Amants, dormez accrochés
aux branches de l’air

la forêt s’ouvre comme la fleur
noire. Au fond de la chambre
le rouge de l’or brille

Dans ses veines, un galet noir
qui dit tout ; dans ses artères, une procession
de pluviers qui parleront demain
        le langage humain

Dans le miroir où rêvent les lézards
chantonnent les framboises
souveraines, le sang lumineux
qui brûle.
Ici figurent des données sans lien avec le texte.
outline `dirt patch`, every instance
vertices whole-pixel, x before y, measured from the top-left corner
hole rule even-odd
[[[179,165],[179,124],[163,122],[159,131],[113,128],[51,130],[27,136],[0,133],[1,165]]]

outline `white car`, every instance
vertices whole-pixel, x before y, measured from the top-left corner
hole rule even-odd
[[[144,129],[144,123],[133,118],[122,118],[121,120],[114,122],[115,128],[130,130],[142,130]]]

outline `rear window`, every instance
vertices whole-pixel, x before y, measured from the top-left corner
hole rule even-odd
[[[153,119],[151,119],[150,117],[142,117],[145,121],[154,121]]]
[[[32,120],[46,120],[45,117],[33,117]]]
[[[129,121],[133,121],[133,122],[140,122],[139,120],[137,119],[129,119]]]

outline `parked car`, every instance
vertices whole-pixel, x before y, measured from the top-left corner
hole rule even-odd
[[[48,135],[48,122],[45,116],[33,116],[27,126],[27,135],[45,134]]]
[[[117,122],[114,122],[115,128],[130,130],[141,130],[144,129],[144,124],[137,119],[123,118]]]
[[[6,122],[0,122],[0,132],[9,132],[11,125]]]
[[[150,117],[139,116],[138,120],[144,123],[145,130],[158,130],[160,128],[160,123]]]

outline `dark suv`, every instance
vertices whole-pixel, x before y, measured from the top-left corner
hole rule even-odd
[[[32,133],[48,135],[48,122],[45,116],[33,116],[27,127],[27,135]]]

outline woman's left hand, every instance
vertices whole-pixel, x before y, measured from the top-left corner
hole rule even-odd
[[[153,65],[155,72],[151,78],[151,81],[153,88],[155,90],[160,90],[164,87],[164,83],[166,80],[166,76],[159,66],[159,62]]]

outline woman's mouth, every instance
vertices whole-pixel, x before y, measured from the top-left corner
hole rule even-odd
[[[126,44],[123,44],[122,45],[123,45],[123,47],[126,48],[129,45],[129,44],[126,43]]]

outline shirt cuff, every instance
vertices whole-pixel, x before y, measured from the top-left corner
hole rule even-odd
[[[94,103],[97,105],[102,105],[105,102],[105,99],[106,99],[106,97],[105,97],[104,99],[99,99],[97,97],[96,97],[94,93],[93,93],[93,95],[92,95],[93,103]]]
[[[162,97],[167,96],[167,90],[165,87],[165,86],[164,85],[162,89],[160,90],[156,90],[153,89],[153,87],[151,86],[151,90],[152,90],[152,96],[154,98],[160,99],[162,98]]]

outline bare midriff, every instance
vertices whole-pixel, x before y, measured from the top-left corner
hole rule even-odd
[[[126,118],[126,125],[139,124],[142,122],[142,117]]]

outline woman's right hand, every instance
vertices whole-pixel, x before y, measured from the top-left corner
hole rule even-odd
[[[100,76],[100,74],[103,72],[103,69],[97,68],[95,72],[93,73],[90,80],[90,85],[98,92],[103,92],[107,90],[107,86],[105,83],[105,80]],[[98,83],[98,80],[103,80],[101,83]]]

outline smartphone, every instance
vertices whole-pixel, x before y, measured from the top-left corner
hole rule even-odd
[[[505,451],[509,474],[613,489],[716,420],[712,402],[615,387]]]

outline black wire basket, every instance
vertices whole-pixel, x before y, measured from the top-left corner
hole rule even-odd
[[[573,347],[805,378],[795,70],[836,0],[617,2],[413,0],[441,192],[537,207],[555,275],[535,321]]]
Au fond
des bois
Amants, signalez la terre ferme
derrière les feuilles mortes
derrière les paupières bleues

signalez les morts familiers
les morts qui rient pour rien

La forêt s’ouvre comme  vulve noire
et vulve s’ouvre comme clairière
clairière s’ouvre sur l’empire
qui s’ouvre sur la rage 

un coq gèle de froid dans le verger
qui n’existe pas

C’est midi et la veine bat
c’est minuit et s’ouvre la porte
de la jeunesse qui court
sous les arcades de l’absolu,
dans les allées  de nos fantômes

Et comme l’animal intime s’agite
dans le rayon du phare !

Flambe la maison des trembles
l’écluse ne parle pas au ciel
voici la grande fille des canaux
et son sommeil injuste

Dans l’ombre, un homme nu,
il siffle une chanson de guetteur
Le lièvre n’a plus peur de rien :
la prairie donne sur son cœur

Amants, vos mains
par la fenêtre ouverte

adieu aux vents, adieu
aux derniers continents.

 

      (3 décembre 2012 - Inédit)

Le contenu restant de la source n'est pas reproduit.